En América Latina, las políticas trogloditas de Trump han generado reacciones que impulsan el discurso antiimperialista de las izquierdas regionales. Lo que implica el fortalecimiento de estos grupos contrarios a los intereses imperiales en la zona. Con Obama, hombre muy inteligente y culto, las izquierdas latinoamericanas se vieron debilitadas, y acorraladas en muchos países, mediante la aplicación de una subrepticia política imperial de “buen vecino” en defensa de las “causas democráticas” y que llamaba a olvidar el pasado para “construir el futuro”. Lo cual dio impulso simbólico, y financiamiento, a las derechas latinoamericanas plegadas a los intereses imperialistas. Con Trump hay una reacción tan inmediata, contra sus medidas vulgarmente básicas, que se allana el camino al discurso progresista. Al final, los intereses del imperio en la región se ven socavados y surgen espacios que ya están siendo ocupados por otras potencias emergentes. 

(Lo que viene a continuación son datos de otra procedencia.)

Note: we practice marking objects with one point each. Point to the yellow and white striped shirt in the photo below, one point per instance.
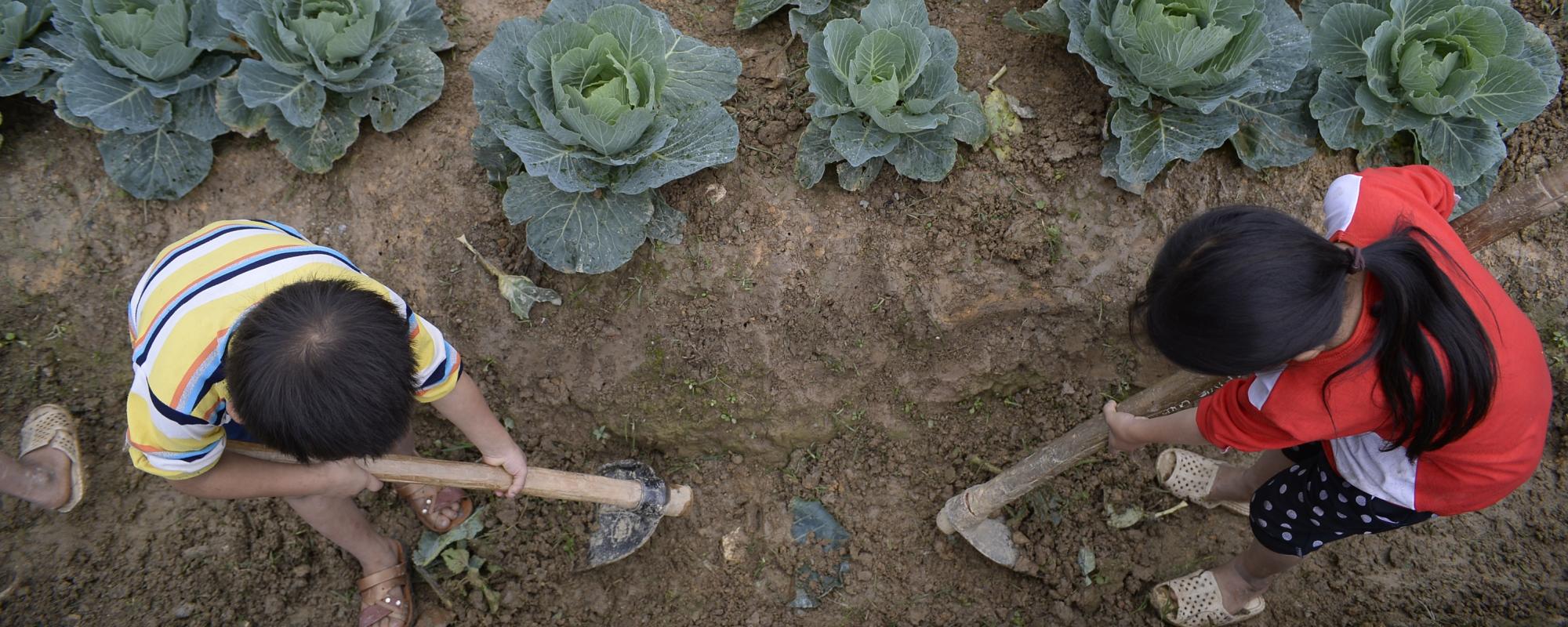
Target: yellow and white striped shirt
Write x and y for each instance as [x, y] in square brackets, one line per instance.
[184, 311]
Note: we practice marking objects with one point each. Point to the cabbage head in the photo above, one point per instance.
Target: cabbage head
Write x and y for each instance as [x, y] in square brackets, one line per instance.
[586, 112]
[142, 73]
[1437, 82]
[328, 63]
[1188, 76]
[807, 18]
[887, 92]
[20, 21]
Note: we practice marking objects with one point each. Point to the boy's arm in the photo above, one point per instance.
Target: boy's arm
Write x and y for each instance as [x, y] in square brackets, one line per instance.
[241, 477]
[465, 407]
[1130, 433]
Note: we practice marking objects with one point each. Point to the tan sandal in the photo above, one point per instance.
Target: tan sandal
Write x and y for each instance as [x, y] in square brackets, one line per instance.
[376, 595]
[426, 507]
[1194, 601]
[51, 426]
[1191, 476]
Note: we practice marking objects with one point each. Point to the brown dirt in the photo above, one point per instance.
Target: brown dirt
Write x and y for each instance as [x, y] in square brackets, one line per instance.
[815, 344]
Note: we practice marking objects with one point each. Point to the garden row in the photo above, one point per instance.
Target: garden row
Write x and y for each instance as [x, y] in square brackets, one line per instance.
[592, 107]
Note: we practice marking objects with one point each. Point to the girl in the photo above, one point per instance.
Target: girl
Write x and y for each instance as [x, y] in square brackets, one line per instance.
[1392, 379]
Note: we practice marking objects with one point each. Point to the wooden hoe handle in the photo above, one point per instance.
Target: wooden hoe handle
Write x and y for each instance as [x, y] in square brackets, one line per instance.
[1503, 216]
[540, 484]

Donald Trump ha hecho visible, y fortalecido, la espiral de decadencia estructural y cultural del imperio estadounidense. Un imperio que, desde el final de la Segunda Guerra Mundial, mediante los consensos de Breton Woods, diseñó un sistema de gobernanza mundial a su servicio. Sistema que, en buena medida, perdura hasta nuestros días con las estructuras creadas en aquella época que todavía funcionan. Sin embargo, se han ido fracturando esos consensos, tanto en lo político (el desgaste del sistema de representatividad como único modelo democrático posible) como en lo económico con las crisis del capitalismo y la austeridad a la que están sometidas, principalmente, las clases trabajadoras y jóvenes en los países centrales del sistema-mundo. Y, asimismo, aparecen actores geopolíticos que pugnan con fuerza simbólica y material por un mundo multipolar. Es el escenario mundial que le ha tocado manejar a Donald Trump, pero que, su inexperiencia e incultura, no le permiten comprender en su complejidad.

La élite militar, volvemos a ella, será la que de orden a lo que dure la administración Trump. Si el presidente no goza del apoyo de las grandes élites, ni de su propio partido que no le permite tan siquiera aprobar su propuesta de reforma de salud, será la élite militar la que mantenga al presidente mientras sea, interna y geopolíticamente, sostenible hacerlo. Trump llegó a la presidencia alabando a Putin, y con el aparente apoyo de la inteligencia rusa, pero desde el poder no ha podido acercare a Rusia. Contra su voluntad ha tenido que hacer de todo para debilitar la posición rusa en Siria, las disputas fronterizas y de seguridad en el Este de Europa, Corea del Norte, Irán y Medio Oriente. Esto porque la élite militar estadunidense, que es ideológicamente antirusa, le obligó a distanciarse de Putin y a adoptar la política imperial de contención del poder ruso. La misma élite que cohesiona los diversos intereses del imperio, y que, hasta donde considere, dejará que llegue este presidente errático, inculto e impulsivo. Cuyo mandato proyecta al mundo la imagen de Estados Unidos como un imperio irremediablemente en decadencia.